Nel 2012, Ilva, Eni e Cementir (rispettivamente seconda e terza nella classifica delle industrie più inquinanti di Taranto) sono state multate per un ammontare complessivo di 172 milioni di euro dal comune, ma nonostante gli strenui appelli di alcune persone nella comunità politica, scientifica e civile questi colossi continuano a riversare tonnellate su tonnellate di sostanze velenose e potenzialmente letali nell’ambiente.

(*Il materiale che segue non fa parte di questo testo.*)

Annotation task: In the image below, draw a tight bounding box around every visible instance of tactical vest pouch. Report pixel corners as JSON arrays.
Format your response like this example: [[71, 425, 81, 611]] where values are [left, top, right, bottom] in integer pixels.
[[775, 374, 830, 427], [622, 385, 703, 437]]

A questo punto la domanda è: perché nonostante gli 872 milioni di fatturato del 2007, l’acciaieria più grande d’Europa non si è ancora evoluta e non ha adottato procedure e strumentazioni volte alla riduzione delle emissioni di anidride carbonica nell’atmosfera, per altro portandosi al pari con ciò che le acciaierie di tutt’Europa hanno fatto dopo il protocollo di Kyoto?
Purtroppo la risposta è semplice e molto scontata: perché siamo in Italia, il paese dove fino a quando l’acqua non arriva alla gola di chi siede su scranni di porpora e poltrone, non ci si muove per arginare un problema evidente a tutti. Il diritto alla salute è un diritto inviolabile garantito costituzionalmente, ma alla politica e ai soldi di questo non importa molto; un governo che prima contesta la realtà e la gravità della cosa e successivamente si eclissa completamente, mettendo in secondo piano la vita, la salute, l’ambiente dei suoi cittadini.
Si pensi solamente al fatto che secondo una ricerca del Servizio di Chimica ambientale dell’Istituto per la ricerca sul cancro di Genova, si è calcolato che un bambino di Taranto in media inala tante sostanze cancerogene quante contenute in circa 2,14 sigarette al giorno, mentre, secondo l’Arpa regione Puglia, una persona che lavora nel reparto cokeria della fabbrica respira livelli di sostanze che si trovano in 305 sigarette fumate ogni giorno. Numeri da capogiro.
Il bello è che quando associazioni volontarie come Taranto Viva, Pacelink, Taranto Sociale, Comitato per Taranto e tante altre si azzardano a contestare l’evidente situazione e a mettersi contro i giganti, ecco che lo scandalo diventano proprio queste accuse e non più l’inquinamento smisurato perpetrato per decenni a scapito e a danno dei cittadini; ed è proprio qui che inizia il ricatto del licenziamento e della cassa integrazione, che diventa come una catena che tiene i tarantini saldamente legati al loro vassallo, una vera sciagura.
A Taranto ora sembrano rimaste solo due scelte: restare e rischiare la vita come un terno al lotto o andarsene e lasciare per sempre la città in cui si è nati, cresciuti, la città della squadra del cuore e in cui da sempre si è desiderato vivere.
È da un po’ di tempo che le persone hanno iniziato a non accettare più il fatto che l’unica via per crescere i propri figli e fare le attività che più si amano insieme sia andarsene. “Vada via l’Ilva” dicono. Ed effettivamente hanno ragione, perché se non si riesce a rinnovare gli impianti, superati e migliorati oramai da generazioni di innovazioni tecnologiche, questi ultimi vanno demoliti. Non è una soluzione semplicistica, ma una scelta logica e coerente con il problema effettivo. Ed è proprio grazie a queste persone se, in collaborazione con le associazioni volontarie del territorio, lentamente la verità sta venendo a galla: ed è ora che questa verità tragica aiuti a cambiare la società dopo decenni di silenzio dei mezzi di informazione e di sciagurata gestione.
Pietro Palmia Delsoldato 3F
Fonte: www.tarantoviva.it; www.tarantosociale.org; La città delle nuvole, Carlo Vulpio (Verdenero, 2009).